Fitzgerald’s maxim first turned up in a 1932 essay about New York called “My Lost City”. “I once thought that there were no second acts in American lives,” he wrote, “but there was certainly to be a second act to New York’s boom days.” Contrary to the aphorism’s common usage, Fitzgerald believed that American lives do actually have second acts, just like people from elsewhere: Liverpool singer-songwriter Michael Head, for instance.
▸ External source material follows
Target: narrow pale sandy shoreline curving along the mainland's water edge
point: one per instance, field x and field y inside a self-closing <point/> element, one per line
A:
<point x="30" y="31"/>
Head’s new album Dear Scott is named after Fitzgerald, in particular his unsuccessful attempt to be a Hollywood screenwriter in the 1930s. The Liverpudlian is a cult figure in British rock, active since the early 1980s when he emerged with his first band, The Pale Fountains. Signed to a label for the immense sum of £150,000, they released their debut Pacific Street in 1984. Its sophisticated sound, indebted to Burt Bacharach and West Coast psychedelia, failed to set the charts alight. They were given a second chance, but the follow-up also flopped.

Head’s next band was Shack. Upping his psych-rock influences, especially Arthur Lee’s Love, he gained a reputation as an inspired but unfulfilled songwriter. An album went missing when the recording studio burnt down. Problems with heroin and alcohol badly sabotaged his productivity. Minor Britpop fame — aided by Noel Gallagher praising him as a “genius” — fizzled away after chart success with 1999’s HMS Fable.

Dear Scott reunites him with The Red Elastic Band, the ensemble that played on his 2017 album Adíos Señor Pussycat. It finds Head, 60, settling into a second, or perhaps third, act of an eventful but frustratingly sporadic career. The album’s producer is a younger Merseyside maverick, Bill Ryder-Jones, former member of The Coral.

“Kismet” opens the album with a characteristic flowering of jangling guitars. “I see a light,” Head sings as though heading towards the end of a tunnel. “Broken Beauty” is addressed to a damaged individual to whom Head offers lyrical solace. The music does the same with a well-worked shift from workmanlike rock ‘n’ soul to uplifting symphonic rock.

Despite taking place in a thunderstorm, “The Next Day” has a breezy, summery feel. The vocal melody is charming, although its conversational tone does not suit Head’s low, somewhat monotonous vocal register. He sounds more comfortable with a breathier mode of singing, dreamy rather than chatty.

“Fluke” is a standout track, a fantasy about waking up in Los Angeles set to the slow flare of vintage orchestral rock, reminiscent of Richard Hawley’s work. As Sheffield is to the latter, so Liverpool is to Head. “The Ten” recounts a trip back in time to a now vanished fruit and vegetable market in the city, while “American Kid” is a Bacharach-tinged tale of a pair of childhood friends who grow up in Merseyside with escapist visions of US culture.

Trying to change direction in life is a recurrent theme, expressed musically by switches in style, such as the way “Gino and Rico” shifts from a mellow jazzy reverie into full-blooded horn and string orchestrations. Second acts are written into this fine set of songs.